Doris Machatzek, Wolfgang Maurer, Mag. Margit Bollenberger, Mag. Kilzer, WB-Obfrau Monika Nagl, LR Petra Bohuslav, VP-Obfrau Elisabeth Mayer und Michael Holzer

„Die internationale Wirtschaftskrise hat auch Niederösterreich nicht verschont. Wir wurden aber nicht so stark wie andere Länder getroffen, weil die niederösterreichische Wirtschaftsstruktur sehr breit gefächert ist. Unsere Stärke sind die heimischen Klein- und Mittelbetriebe, die den niederösterreichischen Konjunkturmotor antreiben“, so Wirtschaftslandesrätin Bohuslav in ihrem Einleitungsreferat. Durch einen umfassenden Maßnahmenmix aus Garantien und Haftungen hat Niederösterreich den Abschwung bremsen können und den Kampf gegen die Krise aktiv aufgenommen.

„Besonders im Bereich Umwelttechnologie ist Niederösterreich schon heute top. Wir wollen neue Wege gehen, um nach der Krise in der Pole-Position für den Aufschwung zu sein. Dazu braucht es Mut und harte gemeinsame Arbeit. Die aktuellen Wirtschaftsdaten zeigen, wir sind auf gutem Weg. Schon 2010 wird es ein leichtes Wachstum geben – nicht zuletzt Dank der geschnürten Maßnahmenpakete. Die niederösterreichische Wirtschaft ist stark aufgestellt und wir schaffen schon heute die Rahmenbedingungen, damit das auch in Zukunft so bleibt“, betonte die Wirtschaftslandesrätin.

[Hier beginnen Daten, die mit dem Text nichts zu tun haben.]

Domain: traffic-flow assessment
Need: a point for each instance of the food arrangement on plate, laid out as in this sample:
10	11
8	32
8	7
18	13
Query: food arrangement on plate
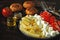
42	25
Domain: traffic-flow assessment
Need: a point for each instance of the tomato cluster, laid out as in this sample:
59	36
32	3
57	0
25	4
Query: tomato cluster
51	20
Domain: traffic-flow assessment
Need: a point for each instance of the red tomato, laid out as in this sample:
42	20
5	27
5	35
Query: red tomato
55	26
46	15
6	12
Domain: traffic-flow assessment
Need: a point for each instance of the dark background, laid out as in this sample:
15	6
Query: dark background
15	34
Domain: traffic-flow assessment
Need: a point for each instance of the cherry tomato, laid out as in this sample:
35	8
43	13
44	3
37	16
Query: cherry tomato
59	22
6	12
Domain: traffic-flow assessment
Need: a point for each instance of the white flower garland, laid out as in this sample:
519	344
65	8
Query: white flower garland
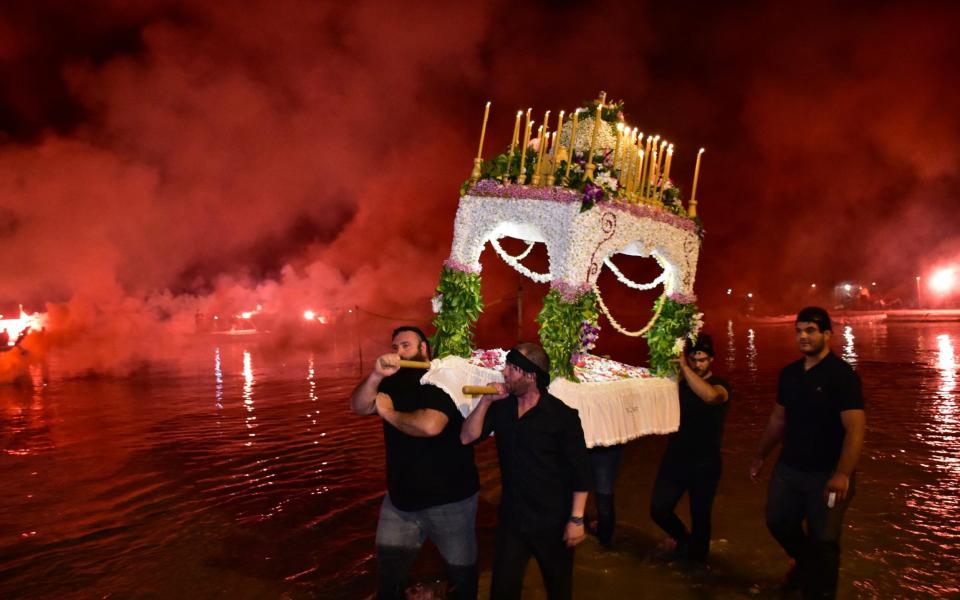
513	261
632	284
618	326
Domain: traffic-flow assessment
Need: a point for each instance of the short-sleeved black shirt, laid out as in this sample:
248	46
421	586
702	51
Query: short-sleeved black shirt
698	439
426	471
543	460
813	400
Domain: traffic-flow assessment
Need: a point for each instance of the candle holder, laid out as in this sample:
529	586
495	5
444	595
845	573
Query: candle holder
477	168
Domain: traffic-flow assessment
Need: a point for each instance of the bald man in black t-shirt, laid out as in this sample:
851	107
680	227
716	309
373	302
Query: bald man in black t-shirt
432	480
819	417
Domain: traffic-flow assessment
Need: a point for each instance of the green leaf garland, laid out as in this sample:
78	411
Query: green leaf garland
460	309
560	322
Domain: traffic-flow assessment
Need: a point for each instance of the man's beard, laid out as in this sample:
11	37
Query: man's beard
813	350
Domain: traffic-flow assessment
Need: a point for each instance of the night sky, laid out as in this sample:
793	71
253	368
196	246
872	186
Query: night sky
162	157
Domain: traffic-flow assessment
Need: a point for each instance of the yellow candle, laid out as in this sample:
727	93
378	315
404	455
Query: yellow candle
666	167
523	152
573	139
663	146
553	148
646	162
516	133
696	176
616	149
483	130
593	136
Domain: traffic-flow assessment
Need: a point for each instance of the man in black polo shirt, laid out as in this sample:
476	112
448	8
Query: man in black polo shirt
692	461
545	473
432	480
819	416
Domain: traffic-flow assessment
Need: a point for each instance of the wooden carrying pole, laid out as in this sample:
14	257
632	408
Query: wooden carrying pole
479	390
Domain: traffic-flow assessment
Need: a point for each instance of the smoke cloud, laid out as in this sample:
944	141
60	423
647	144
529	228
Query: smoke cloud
167	158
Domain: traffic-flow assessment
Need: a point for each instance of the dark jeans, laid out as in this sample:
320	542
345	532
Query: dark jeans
700	482
794	497
400	534
605	463
512	553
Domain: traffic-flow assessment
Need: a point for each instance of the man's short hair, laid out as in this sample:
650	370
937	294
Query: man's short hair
414	329
703	344
535	353
815	314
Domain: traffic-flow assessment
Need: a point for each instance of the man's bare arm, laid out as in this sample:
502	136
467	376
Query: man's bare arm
364	396
424	422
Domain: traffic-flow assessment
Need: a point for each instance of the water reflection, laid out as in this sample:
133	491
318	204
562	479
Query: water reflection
248	395
731	347
849	351
947	364
218	378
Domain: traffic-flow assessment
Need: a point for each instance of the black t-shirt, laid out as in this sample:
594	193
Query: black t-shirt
698	439
813	400
543	460
426	471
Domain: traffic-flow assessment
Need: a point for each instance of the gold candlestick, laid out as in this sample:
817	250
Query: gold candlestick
616	148
666	167
535	179
553	147
573	139
593	140
693	194
646	161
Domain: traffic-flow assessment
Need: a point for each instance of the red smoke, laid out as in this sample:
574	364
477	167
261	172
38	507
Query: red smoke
167	157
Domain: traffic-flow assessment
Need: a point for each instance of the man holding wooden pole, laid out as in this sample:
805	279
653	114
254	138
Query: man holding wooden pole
432	480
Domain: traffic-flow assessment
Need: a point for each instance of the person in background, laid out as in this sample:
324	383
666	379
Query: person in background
691	463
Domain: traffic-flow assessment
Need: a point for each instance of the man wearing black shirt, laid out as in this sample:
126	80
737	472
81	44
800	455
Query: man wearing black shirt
432	480
820	419
545	473
692	461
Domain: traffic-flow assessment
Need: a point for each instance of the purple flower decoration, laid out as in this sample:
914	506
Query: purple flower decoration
592	193
682	298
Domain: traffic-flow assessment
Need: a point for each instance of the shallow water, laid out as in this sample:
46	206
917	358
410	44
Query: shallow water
239	473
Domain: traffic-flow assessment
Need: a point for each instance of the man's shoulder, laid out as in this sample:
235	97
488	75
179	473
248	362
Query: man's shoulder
559	407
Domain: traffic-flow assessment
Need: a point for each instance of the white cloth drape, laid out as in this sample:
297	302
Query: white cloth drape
611	412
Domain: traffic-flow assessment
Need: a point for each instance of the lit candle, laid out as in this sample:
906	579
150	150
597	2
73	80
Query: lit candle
523	152
553	148
573	140
516	133
663	146
666	167
637	167
646	163
616	149
593	138
483	130
696	176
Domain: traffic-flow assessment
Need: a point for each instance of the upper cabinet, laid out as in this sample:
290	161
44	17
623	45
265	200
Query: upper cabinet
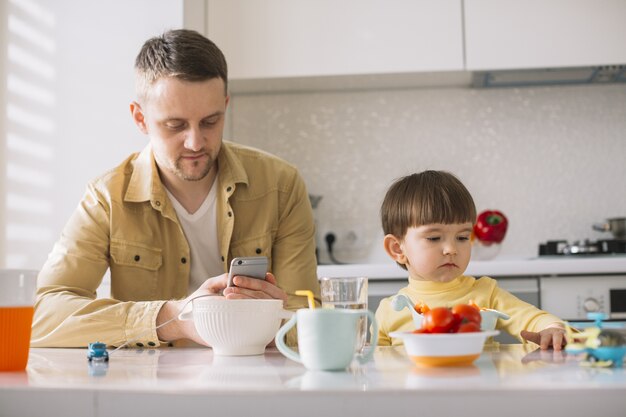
317	44
518	34
299	38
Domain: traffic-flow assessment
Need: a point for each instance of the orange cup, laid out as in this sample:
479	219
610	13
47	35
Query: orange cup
17	299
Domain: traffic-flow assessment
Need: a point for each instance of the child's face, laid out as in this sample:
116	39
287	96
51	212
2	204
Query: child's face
437	252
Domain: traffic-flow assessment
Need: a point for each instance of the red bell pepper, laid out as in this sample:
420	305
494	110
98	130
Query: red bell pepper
491	226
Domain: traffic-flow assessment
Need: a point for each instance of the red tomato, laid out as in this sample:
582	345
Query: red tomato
466	313
469	327
438	320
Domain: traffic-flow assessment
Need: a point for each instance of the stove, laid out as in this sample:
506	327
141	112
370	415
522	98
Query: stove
582	247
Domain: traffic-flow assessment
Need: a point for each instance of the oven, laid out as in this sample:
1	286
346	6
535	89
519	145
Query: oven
572	297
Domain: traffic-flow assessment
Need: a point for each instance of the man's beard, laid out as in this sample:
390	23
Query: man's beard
180	172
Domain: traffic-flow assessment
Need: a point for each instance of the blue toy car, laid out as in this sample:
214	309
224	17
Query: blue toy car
97	351
601	347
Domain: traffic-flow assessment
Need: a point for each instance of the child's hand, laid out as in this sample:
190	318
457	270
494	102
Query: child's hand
548	337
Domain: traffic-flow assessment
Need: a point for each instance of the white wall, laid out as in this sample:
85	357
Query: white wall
553	159
68	108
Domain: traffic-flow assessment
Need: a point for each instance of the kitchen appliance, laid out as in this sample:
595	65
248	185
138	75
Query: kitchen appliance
616	225
572	297
583	247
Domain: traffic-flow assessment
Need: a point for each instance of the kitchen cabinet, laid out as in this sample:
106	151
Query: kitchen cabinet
267	39
518	34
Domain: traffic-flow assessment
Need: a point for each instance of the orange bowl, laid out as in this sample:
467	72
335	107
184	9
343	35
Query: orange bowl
444	349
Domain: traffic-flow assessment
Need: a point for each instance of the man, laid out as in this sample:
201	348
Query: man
170	217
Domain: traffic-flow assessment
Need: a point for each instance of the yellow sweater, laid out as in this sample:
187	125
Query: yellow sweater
484	292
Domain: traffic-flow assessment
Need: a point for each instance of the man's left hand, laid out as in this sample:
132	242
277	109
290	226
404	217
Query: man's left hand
247	287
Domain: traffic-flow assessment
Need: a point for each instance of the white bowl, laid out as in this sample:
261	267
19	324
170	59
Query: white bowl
444	349
238	327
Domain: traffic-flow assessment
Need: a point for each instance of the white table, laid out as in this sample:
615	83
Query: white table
509	380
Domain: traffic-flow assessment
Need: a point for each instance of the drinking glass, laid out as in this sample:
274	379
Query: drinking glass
347	293
17	298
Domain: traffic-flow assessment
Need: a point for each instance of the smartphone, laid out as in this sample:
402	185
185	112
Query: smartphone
254	267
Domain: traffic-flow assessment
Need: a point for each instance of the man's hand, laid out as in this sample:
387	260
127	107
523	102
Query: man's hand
185	329
548	337
247	287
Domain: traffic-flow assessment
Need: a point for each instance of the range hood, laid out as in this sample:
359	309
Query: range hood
549	76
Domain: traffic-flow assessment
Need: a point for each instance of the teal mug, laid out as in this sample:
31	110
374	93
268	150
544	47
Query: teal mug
327	339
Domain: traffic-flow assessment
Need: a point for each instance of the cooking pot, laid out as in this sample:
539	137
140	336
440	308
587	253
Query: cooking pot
616	225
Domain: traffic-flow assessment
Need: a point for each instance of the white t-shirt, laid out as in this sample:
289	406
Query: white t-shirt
201	232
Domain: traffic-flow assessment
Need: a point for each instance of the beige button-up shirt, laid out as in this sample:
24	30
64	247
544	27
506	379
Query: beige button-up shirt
125	222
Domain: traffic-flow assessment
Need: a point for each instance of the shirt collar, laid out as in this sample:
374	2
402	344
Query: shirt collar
144	184
231	169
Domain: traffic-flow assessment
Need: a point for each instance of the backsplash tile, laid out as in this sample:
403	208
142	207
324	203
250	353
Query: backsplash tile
553	159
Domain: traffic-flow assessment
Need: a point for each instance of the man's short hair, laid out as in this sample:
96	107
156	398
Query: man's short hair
181	53
426	198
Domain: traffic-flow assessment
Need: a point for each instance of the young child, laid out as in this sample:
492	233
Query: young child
427	219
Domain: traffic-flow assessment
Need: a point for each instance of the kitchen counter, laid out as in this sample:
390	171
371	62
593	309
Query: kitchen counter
511	380
544	266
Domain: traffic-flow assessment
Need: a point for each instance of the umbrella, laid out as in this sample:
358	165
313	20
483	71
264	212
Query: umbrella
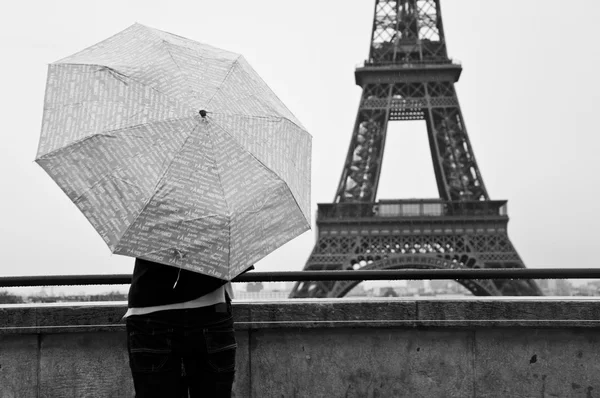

Bei der anschließenden Diskussion nutzten die zahlreichen Gäste die Gelegenheit, direkt mit Landesrätin Bohuslav über die Auswirkungen der Krise zu sprechen. Dabei konnten auch einige Tips zu den vielen Förderungen des Landes weitergegeben werden, die der eine oder andere anwesende Wirtschaftstreibende auch nutzen wollte.

Breite Unterstützung für die heimischen Nahversorger!

Stadtparteiobfrau Elisabeth Mayer und Wirtschaftsbund-Obmann Franz Magenbauer

Ein voller Erfolg: die Aktion „nah sicher!“ kommt in Purkersdorf sehr gut an

Landeschef Erwin Pröll stellt Hilfsprogramm vor:

Greißler, Trafiken, Friseure, Bäcker – sie sorgen dafür, dass Bürger kleiner Orte gut versorgt werden. Knapp 10.000 Geschäfte sind in diesem Segment aktiv. Deshalb starten Landeshauptmann Erwin Pröll und Kammer-Chefin Sonja Zwazl morgen eine Nahversorger-Aktion.

Die kleinen Geschäfte und Kaufleute stellen die Versorgung Tausender Menschen sicher. In den vergangenen Jahren mussten viele Greißler zusperren. Diese Tendenz konnte – auch dank eines Hilfspaketes der Landesregierung – beinahe gestoppt werden.

Weitere Unterstützung kommt jetzt: Ab 2. März startet die Aktion „nah sicher!“ Landeschef Erwin Pröll und Präsidentin Sonja Zwazl stellten die Pläne vor. VP-Geschäftsführer Gerhard Karner: „Im Rahmen der Initiative werden unsere Funktionäre landesweit unterwegs sein und Einkaufssackerl sowie Gutscheine verteilen.“

Auch in Purkersdorf wurde kräftig verteilt. Gemeinsam haben Elisabeth Mayer, Peter Magenbauer und Heinrich Wimberger tatkräftig „nah sicher!“ Sackerln verteilt.